As an avid life-long Academy Award watcher, I’ve always enjoyed attempting to see all Oscar-worthy films, along with selecting my personal winners. The Oscars are my Super Bowl so to speak, an activity I look forward to every year. It’s no surprise to me that I ventured into the realm of film criticism, as my determination to view all of the films was typically a solo endeavor. Yes, I became very comfortable viewing films by myself, as I would urge you all to do as well. I’ve come to realize that some people feel uncomfortable going to a film by themselves; take it from me—it’s liberating!

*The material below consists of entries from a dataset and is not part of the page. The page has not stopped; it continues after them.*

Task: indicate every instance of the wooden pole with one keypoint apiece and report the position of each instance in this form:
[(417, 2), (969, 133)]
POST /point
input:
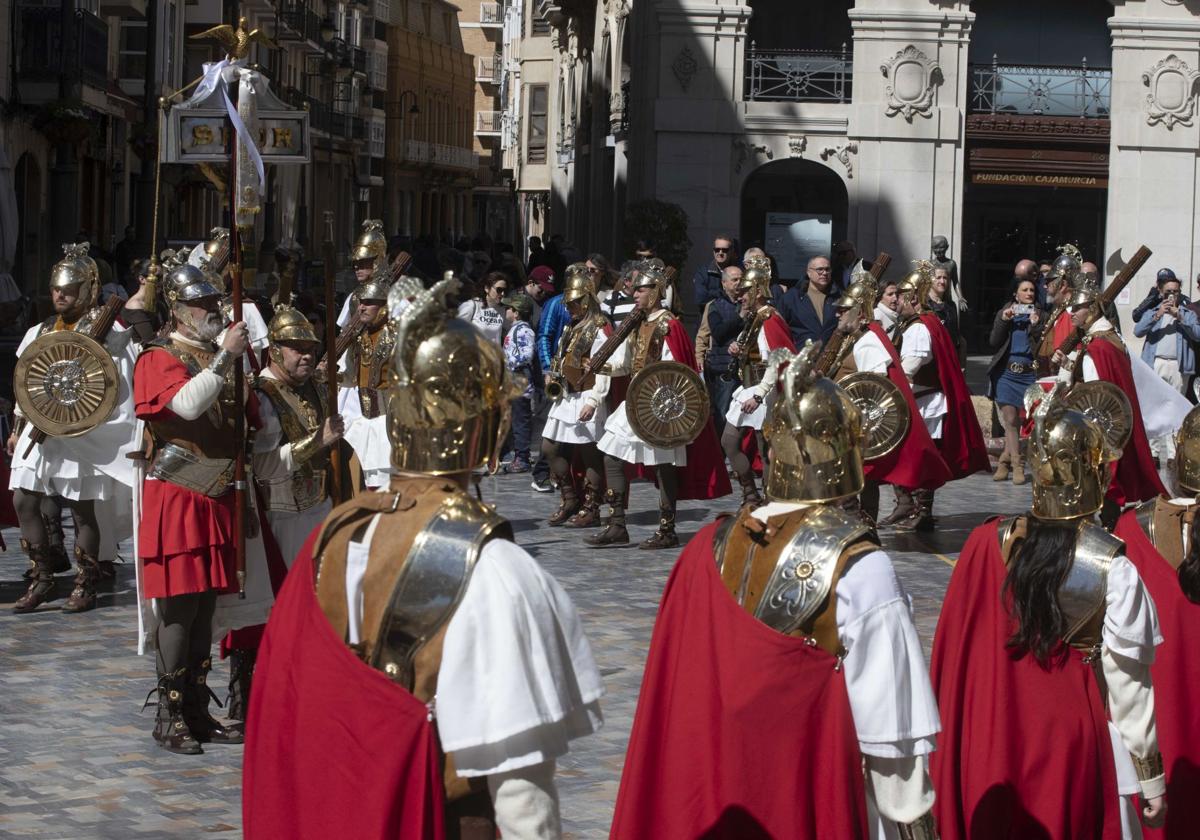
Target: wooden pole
[(335, 460), (239, 471)]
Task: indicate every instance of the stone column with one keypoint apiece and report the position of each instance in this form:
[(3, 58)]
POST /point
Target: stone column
[(907, 117), (1153, 177)]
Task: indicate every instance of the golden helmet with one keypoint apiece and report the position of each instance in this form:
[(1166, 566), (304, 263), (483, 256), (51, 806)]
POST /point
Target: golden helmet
[(449, 412), (579, 285), (371, 244), (1068, 264), (815, 432), (917, 283), (77, 269), (1077, 436), (1187, 453), (651, 273), (756, 277), (861, 293)]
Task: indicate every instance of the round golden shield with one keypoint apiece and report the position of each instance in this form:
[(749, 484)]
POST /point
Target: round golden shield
[(667, 405), (65, 383), (883, 408), (1105, 405)]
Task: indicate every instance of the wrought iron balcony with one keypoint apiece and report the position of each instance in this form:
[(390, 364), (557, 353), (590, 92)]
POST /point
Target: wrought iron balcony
[(491, 15), (489, 69), (1049, 91), (798, 75)]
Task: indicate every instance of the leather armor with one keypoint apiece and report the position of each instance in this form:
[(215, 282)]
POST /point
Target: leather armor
[(785, 571), (301, 412), (196, 454)]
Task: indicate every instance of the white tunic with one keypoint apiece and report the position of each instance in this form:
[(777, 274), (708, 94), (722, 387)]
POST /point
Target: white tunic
[(765, 389), (891, 697), (517, 681), (563, 419), (619, 439), (88, 467), (274, 465), (917, 346)]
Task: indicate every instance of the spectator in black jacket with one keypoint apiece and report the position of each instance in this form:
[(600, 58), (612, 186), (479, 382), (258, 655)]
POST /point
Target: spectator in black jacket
[(706, 283), (725, 323)]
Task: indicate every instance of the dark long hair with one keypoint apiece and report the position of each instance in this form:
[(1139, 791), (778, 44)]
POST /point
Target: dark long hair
[(1189, 570), (1031, 591)]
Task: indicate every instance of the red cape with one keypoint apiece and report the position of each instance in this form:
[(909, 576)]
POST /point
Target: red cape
[(961, 444), (1175, 675), (705, 477), (916, 462), (334, 749), (741, 732), (1134, 478), (1024, 753)]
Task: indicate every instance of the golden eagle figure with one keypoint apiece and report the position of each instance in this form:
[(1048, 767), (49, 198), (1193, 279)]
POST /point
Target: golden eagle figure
[(235, 41)]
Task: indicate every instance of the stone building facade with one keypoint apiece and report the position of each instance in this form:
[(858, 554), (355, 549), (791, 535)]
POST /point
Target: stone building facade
[(1007, 127)]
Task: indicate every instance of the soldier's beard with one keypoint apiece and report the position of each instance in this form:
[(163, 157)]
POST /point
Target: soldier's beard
[(207, 329)]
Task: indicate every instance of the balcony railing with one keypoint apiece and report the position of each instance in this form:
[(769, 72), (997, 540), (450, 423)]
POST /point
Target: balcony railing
[(487, 123), (1049, 91), (45, 53), (798, 75), (491, 15), (489, 69)]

For those of you that don’t know me here’s a bit about how I started in the film industry. Looking back I actually started thinking about some sort of career in film when I accepted my first ‘Film Extra’ job in Chicago working on the film, The Express, (2007) a true historical film centered on Ernie Davis the first African-American to win the Heisman Trophy in 1961. It was a crazy first ‘Extra’ job as I wore a short wig and was placed in 1960s costuming along with hundreds of extras at Northwestern College Football Stadium in Evanston, IL. Little did I know that working on this film would lead to my first film writing column for a local magazine a few months later that same year.

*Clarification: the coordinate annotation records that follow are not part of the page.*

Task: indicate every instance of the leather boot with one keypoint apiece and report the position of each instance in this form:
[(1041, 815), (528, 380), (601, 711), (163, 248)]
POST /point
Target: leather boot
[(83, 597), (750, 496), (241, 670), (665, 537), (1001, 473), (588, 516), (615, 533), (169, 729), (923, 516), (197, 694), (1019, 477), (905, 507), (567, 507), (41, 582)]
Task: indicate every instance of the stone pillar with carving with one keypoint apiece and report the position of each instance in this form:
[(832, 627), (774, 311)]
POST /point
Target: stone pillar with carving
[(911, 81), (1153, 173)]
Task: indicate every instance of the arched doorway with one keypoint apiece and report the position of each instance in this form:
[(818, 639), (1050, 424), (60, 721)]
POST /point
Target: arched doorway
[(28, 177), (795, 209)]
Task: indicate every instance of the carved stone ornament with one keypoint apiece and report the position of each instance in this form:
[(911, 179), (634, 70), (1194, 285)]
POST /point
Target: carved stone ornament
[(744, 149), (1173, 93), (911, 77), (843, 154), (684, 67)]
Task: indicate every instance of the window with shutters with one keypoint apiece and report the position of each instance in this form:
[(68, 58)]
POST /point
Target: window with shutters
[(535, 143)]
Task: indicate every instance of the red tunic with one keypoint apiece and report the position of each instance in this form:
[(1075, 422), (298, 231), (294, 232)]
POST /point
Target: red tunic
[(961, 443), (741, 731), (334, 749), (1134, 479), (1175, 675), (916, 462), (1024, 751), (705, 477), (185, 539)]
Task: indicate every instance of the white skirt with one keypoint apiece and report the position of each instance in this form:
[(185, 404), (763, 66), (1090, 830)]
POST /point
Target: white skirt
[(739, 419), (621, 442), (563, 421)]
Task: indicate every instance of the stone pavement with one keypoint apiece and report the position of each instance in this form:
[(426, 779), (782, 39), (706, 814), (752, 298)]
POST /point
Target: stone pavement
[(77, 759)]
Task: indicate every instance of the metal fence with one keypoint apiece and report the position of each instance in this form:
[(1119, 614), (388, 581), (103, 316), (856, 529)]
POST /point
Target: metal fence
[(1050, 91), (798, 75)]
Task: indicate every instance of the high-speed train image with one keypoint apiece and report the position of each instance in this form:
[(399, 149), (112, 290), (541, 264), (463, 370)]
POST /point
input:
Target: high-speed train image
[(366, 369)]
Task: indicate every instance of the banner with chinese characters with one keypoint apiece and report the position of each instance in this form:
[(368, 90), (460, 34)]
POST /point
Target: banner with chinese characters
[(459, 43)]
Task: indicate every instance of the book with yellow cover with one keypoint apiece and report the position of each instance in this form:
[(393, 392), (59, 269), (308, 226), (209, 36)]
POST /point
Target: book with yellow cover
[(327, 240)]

(I’ll add more in future blog posts about my ‘Film Extra’ days, as they are very fond memories of mine.)
My official film journalism career began on June 8, 2008, of which I was invited by a Chicago publicist to interview three stars of the film, Kit Kittredge: An American Girl; Abigail Breslin, Joan Cusack and Chris O’Donnell for my monthly column Sarah’s Backstage Pass® in a local Naperville magazine I was writing for at the time. In the fall of 2009 I became a member of the Chicago Film Critics Association after submitting around 150 written reviews. As they say, the rest is history, with my main press outlets being radio as WINDam560 Hollywood 360’s weekly film critic and online free-lance writing.

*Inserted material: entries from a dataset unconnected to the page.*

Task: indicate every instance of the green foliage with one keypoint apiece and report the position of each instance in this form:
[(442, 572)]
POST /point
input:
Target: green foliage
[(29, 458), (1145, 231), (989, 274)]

I’ll update this blog until all of the main awards have been covered, here’s my take on Best Actor and Best Supporting Actor:
*ACTOR IN A LEADING ROLE- Casey Affleck, Andrew Garfield could be the upset
Nominees: Casey Affleck (Manchester by the Sea), Andrew Garfield (Hacksaw Ridge), Ryan Gosling (La La Land), Viggo Mortensen (Captain Fantastic), Denzel Washington (Fences)
Casey Affleck has a strong chance of winning for his guilt and grief role in Manchester By the Sea. His emotions are so deep; his soul appears to have been reduced to a hollow shell. We are saddened by his situation and root for him to find some sort of happiness; whatever that may be. Truly an authentic, remarkable performance.
However, I do feel that Andrew Garfield had the more physically challenging role. Oscar tradition does tend to lean toward that attribute as in Eddie Redmayne’s performance of Stephen Hawkings in 2015 for The Theory of Everything beating out favorite Michael Keaton in Birdman.
*ACTOR IN A SUPPORTING ROLE-Mahershala Ali
Nominees: Jeff Bridges (Hell or High Water), Mahershala Ali (Moonlight), Dev Patel (Lion), Lucas Hedges (Manchester by the Sea), Michael Shannon (Nocturnal Animals)
My favorite performance is Lucas Hedges (Manchester by the Sea), playing a grieving teen navigating the feelings of the loss of a parent, while also attempting to find a new normal. Writer/director Kenneth Lonergan’s crisp, sharp script is written perfectly for this part, which by the way will probably win Best Original Screenplay. We root for Lucas, and more importantly, we care about him. He’s heart-wrenchingly sorrowful, with bursts of comedy while entertaining−−a pure delight to watch.
Dev Patel’s performance in (Lion), is complex as he’s mainly angry and frustrated as he also deals with feelings of the loss of a parent, who’s additionally, facing the overwhelming odds of being reunited with that parent. Dev has a great chance of winning as he has the added bonus of Oscar history on his side of playing a poor orphaned teen in the Best Picture Slumdog Millionaire in 2008.
Mahershala Ali as Juan, the drug dealer in (Moonlight) to Chiron’s crack-addicted mom part has the least screentime, but is a powerful, stand-alone performance. He’s an unlikely friend to Chiron, yet takes him under his wing and shows him the goodness in this world. I predict he will win, due to the incredible, unforgettable and beautifully filmed scene in which he teaches Chiron to swim. Oscar traditionally likes memorable lines, performances or a scene.